A night to regret
I'm sucking the ice cubes of my lemonade dry in Bertolli's, Charlotte Street. In sixty minutes I should be on stage, so time to leave Sophia and Helen, two girls of greatness, and journey on. The gig is at a small restaurant in west west London, and time is already tight as I slip on my jacket, grab my case and head for the door. Where I stop. I face sheets of rain, so thick I can't see the other side of the street, raindrops ricocheting off the floor like bullets. As I stand and loiter the receptionist returns to her desk, looks at my dry clothing, looks at the rain and drops her jaw. 'How did you...?' I look at her and click. 'I decided to avoid the raindrops, getting wet is such an inconvenience,' I reply and she is speechless. I linger for a minute and await the end of the rainfall, passing the time with small talk. Fifteen such minutes later it's sparse enough to step out in, I head for Oxford Circus, change onto the Bakerloo line and soon I've boarded a train for Pinner at Baker Street. As I roll towards my destination lightning flashes across the sky and thunder rumbles, I flip the pages of my book dismissively. Twenty minutes later I flee the tube and swipe my oyster. Out of the station - down the hill - follow the road round are my instructions. Down the hill I go, follow the road I do, find the restaurant I don't. It starts to rain. Thick heavy drops splattering my jacket, swamping my jeans, lacquering my increasingly feminine hair to my head. This is getting me nowhere so I swim into a newsagents to seek guidance. A grey-haired burnt-skinned Sri Lankan man stares his sunken eyes at me.

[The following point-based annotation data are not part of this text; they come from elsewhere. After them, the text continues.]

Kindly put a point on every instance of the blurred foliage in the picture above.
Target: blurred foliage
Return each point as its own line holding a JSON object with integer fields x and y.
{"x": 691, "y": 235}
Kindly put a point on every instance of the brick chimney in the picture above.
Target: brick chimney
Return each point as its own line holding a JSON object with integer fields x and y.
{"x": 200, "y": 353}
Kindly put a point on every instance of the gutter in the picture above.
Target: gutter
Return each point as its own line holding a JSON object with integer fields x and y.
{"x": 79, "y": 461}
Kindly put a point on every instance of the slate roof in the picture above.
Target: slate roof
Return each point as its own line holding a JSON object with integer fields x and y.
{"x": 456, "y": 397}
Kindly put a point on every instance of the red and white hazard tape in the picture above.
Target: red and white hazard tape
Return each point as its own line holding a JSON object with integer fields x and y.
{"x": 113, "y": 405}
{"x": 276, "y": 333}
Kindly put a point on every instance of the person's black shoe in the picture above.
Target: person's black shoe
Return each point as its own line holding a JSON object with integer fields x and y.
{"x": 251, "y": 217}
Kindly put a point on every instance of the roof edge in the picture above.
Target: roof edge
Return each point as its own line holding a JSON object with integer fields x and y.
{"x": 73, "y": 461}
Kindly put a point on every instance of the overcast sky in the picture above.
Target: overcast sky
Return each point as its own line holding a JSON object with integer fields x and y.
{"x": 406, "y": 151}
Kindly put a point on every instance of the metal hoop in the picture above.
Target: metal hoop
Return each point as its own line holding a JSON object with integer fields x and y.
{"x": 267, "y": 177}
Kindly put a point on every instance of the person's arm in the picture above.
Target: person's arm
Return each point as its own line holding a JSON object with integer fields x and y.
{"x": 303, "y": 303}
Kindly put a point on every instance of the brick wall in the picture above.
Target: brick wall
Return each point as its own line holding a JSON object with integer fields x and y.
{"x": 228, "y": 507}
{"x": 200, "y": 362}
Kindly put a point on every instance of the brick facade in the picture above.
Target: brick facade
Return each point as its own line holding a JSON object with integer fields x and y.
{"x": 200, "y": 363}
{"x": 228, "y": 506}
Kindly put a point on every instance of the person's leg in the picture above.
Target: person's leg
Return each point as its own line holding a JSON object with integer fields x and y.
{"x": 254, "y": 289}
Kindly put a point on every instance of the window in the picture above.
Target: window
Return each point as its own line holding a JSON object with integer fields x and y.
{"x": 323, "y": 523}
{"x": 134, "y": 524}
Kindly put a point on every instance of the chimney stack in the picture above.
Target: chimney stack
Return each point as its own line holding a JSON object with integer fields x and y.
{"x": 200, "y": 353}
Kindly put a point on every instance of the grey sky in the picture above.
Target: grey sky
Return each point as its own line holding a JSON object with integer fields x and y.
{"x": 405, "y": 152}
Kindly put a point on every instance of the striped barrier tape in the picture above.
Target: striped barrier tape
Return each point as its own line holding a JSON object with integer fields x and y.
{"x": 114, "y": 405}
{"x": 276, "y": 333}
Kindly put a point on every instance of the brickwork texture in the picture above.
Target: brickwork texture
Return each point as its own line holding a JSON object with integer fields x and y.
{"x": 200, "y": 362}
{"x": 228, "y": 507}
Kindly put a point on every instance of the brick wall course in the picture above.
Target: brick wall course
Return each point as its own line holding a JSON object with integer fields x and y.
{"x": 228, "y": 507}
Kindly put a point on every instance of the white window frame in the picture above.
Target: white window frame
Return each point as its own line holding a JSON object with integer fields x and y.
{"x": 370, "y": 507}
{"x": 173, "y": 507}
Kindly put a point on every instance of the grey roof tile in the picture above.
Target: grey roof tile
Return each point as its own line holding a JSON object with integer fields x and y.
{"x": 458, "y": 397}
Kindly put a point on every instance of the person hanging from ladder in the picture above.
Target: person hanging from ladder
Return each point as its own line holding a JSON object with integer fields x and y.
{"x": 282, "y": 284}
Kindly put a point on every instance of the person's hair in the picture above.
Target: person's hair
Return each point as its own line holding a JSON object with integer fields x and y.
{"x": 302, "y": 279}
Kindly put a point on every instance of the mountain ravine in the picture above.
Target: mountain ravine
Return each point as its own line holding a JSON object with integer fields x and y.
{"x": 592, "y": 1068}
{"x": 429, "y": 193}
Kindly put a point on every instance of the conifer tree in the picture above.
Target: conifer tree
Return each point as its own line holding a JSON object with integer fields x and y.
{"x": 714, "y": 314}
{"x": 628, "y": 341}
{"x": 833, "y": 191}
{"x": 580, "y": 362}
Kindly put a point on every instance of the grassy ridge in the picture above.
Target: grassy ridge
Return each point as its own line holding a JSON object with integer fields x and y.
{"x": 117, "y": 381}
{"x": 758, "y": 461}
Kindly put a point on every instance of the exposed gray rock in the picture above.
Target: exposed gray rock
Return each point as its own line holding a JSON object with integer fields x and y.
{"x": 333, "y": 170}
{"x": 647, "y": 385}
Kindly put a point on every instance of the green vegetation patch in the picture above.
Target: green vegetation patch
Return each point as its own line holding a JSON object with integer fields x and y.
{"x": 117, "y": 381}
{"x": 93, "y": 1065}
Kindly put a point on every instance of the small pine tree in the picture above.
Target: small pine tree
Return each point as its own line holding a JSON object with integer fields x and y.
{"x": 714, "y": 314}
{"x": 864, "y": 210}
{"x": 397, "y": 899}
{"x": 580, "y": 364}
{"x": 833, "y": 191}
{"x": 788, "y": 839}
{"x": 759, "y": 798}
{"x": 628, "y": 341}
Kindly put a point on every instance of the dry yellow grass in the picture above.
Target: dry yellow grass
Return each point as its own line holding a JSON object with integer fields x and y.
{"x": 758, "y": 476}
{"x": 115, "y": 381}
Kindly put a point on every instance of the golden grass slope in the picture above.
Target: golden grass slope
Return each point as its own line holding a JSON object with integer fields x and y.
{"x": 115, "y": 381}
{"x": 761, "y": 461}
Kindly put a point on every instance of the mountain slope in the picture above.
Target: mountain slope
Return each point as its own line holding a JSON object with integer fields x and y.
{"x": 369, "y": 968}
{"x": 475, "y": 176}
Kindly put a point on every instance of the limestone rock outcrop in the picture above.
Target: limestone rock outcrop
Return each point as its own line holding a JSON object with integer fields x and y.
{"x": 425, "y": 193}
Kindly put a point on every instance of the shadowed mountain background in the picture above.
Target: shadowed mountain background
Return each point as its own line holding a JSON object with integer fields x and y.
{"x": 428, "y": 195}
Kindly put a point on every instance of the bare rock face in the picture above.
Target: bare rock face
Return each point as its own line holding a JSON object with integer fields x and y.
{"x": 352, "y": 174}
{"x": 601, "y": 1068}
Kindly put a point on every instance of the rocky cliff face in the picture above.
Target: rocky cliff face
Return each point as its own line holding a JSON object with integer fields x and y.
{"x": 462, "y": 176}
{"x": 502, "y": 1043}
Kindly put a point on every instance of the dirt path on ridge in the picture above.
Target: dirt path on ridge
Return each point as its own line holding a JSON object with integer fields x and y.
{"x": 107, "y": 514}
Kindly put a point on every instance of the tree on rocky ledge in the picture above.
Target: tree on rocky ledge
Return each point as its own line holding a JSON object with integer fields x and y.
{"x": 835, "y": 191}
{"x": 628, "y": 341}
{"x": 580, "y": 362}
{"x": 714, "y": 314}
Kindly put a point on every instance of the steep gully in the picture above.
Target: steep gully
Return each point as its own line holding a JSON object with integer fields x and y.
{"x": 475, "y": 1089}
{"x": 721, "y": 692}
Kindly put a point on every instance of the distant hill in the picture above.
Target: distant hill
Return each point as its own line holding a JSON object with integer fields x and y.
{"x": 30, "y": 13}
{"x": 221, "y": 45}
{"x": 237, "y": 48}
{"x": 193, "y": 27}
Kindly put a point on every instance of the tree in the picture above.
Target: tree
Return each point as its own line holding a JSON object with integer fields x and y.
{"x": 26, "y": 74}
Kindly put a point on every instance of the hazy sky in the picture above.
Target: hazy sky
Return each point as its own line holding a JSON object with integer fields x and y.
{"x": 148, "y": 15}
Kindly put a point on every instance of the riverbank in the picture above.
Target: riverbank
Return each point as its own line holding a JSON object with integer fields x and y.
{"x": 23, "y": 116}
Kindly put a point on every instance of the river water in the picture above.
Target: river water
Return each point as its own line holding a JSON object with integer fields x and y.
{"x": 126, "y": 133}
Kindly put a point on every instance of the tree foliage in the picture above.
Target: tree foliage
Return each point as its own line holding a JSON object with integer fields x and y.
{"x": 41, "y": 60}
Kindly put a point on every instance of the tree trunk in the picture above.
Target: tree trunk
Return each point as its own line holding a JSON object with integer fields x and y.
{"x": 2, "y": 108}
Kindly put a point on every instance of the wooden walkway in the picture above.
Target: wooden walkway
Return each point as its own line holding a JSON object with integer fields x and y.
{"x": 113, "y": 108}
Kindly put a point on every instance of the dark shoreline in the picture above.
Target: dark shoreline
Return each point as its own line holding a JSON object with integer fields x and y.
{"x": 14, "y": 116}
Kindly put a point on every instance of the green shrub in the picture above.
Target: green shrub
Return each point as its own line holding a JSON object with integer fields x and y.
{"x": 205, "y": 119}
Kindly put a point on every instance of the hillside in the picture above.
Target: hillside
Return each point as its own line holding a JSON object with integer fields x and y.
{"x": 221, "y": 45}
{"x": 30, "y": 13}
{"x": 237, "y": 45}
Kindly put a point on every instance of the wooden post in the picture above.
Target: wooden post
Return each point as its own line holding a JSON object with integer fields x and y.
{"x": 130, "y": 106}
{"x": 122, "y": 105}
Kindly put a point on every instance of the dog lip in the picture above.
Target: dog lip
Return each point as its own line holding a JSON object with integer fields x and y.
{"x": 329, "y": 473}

me: 'Do you know where the restaurant Friends is please?'
he: 'Restaurant? You want to eat?'
me: 'Kind of. Do you know where it is?'
he: 'Yes, restaurant two doors down.'
me: 'Right, I saw that one, but I'm looking for Friends restaurant?'
he: 'Yes, it's friend's restaurant, very good, they feed you well.'
me: 'No, not your friend's, the Friends restaurant.'
he: 'This is only restaurant two doors down.'
me: 'Forget it.'
Back into the rain I retrace steps, spiraling in, trying all avenues, I pass an old woman and ask her for directions. She looks at me like I'm about to attack her. What does she think I'm going to do? Drip on her? Abandoned, unaided and awash I eventually find the high street, the alleged location, I walk up and down. And down and up. After passing the place four times I notice the postage-stamp sized sign swinging from a first floor window grudgingly giving the hint. I fall in.